What’s going on here? Are teams that shoot a lot of threes actually more consistent than others? (Maybe they’re more resilient when facing different types of defenses or benefit from having better floor spacing?)
Actually, it’s mostly just because this data is pretty noisy. I ran a regression on all NBA teams since 1979-80 to predict their scoring range based on (i) the percentage of their field goal attempts that came from behind the arc and (ii) their per-game scoring average. Both variables have a positive and highly statistically significant relationship with a team’s scoring range. Teams that score more points have a wider scoring range, and, once you control for that, teams that shoot more threes do also.

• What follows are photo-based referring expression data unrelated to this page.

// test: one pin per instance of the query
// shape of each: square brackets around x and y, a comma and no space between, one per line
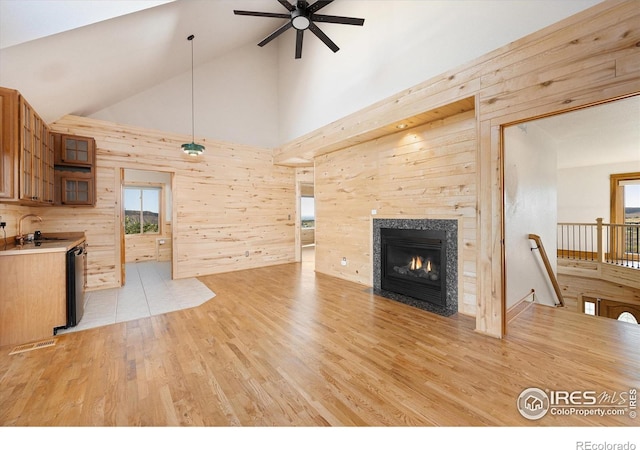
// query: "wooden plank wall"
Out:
[232,208]
[591,57]
[427,172]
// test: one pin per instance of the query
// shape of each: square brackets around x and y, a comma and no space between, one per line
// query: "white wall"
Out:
[235,100]
[584,192]
[394,50]
[530,207]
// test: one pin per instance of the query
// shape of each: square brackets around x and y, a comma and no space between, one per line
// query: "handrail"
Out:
[547,265]
[616,244]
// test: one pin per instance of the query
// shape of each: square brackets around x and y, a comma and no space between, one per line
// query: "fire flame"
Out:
[417,263]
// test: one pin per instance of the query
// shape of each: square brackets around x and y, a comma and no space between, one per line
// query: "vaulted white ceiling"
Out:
[129,61]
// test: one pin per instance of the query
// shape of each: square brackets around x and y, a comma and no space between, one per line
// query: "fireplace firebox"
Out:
[413,263]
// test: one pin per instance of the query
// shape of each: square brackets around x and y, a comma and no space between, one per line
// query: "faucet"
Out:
[20,236]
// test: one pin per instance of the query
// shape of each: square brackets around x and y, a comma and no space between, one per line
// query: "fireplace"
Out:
[415,261]
[411,263]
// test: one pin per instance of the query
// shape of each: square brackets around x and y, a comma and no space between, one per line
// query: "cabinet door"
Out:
[76,150]
[27,140]
[9,118]
[36,159]
[48,178]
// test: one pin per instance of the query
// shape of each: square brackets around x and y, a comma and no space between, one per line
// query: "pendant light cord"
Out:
[193,132]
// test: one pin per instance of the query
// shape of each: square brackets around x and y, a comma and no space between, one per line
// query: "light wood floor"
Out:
[283,346]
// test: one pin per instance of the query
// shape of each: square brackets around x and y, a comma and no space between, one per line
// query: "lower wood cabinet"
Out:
[33,300]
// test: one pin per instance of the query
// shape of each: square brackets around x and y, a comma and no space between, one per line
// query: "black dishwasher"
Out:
[75,284]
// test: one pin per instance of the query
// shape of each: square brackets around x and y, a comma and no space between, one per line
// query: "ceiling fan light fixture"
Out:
[191,148]
[299,20]
[302,16]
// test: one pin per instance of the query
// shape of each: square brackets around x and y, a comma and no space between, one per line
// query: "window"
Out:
[590,308]
[142,209]
[625,212]
[307,212]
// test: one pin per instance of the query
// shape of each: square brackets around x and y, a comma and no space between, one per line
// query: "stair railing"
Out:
[545,259]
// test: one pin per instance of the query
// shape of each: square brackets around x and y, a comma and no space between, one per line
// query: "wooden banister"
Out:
[547,265]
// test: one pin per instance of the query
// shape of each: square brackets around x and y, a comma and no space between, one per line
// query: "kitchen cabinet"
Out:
[74,169]
[34,280]
[26,153]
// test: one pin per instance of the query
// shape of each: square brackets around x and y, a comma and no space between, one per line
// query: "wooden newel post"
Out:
[600,248]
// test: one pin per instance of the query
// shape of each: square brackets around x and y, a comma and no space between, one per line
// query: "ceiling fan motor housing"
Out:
[301,17]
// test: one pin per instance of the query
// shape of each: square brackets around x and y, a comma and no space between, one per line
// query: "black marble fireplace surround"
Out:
[444,229]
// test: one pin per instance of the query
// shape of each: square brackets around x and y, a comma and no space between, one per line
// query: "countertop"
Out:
[58,242]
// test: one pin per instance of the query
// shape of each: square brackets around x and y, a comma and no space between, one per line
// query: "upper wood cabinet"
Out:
[26,153]
[74,169]
[74,150]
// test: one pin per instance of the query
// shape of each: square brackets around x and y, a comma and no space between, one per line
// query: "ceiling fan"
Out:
[302,16]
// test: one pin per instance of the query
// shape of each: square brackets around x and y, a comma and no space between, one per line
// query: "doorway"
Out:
[557,170]
[307,208]
[146,218]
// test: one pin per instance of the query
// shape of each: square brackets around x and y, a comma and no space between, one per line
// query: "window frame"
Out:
[161,207]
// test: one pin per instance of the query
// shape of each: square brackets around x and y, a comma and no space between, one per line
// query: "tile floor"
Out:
[149,291]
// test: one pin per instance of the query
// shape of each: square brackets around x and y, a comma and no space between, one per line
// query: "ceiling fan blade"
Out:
[337,19]
[261,14]
[323,37]
[299,36]
[275,34]
[287,5]
[318,5]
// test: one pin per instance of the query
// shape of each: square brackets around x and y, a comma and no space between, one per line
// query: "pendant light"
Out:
[192,148]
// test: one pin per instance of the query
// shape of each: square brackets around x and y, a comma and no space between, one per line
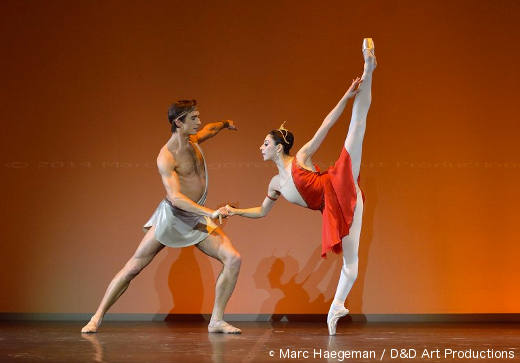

But statistical significance is not the same thing as practical significance. In the context of an actual basketball team, this result will make very little difference.
Suppose, for instance, that a team scores 100 points per game and that 40 percent of its field-goal attempts are 3-pointers — higher, even, than this year’s record-setting Rockets. Its scoring range, according to the regression analysis, projects to be 29.7 points.
What matters a lot more, of course, is how effective a team is at scoring overall. The Oklahoma City Thunder, as I mentioned, had the most inconsistent offense in the regular season. But their 10th percentile score, 88 points, was still better than two-thirds of the league because they had a high per game scoring average.
And Golden State’s 10th percentile score, 98 points, was better than what almost a third of NBA teams scored on average per game. The Golden State Warriors will have better shooting nights than they did Sunday, but their bad nights aren’t indicative of a fundamental problem — they’re just bad nights.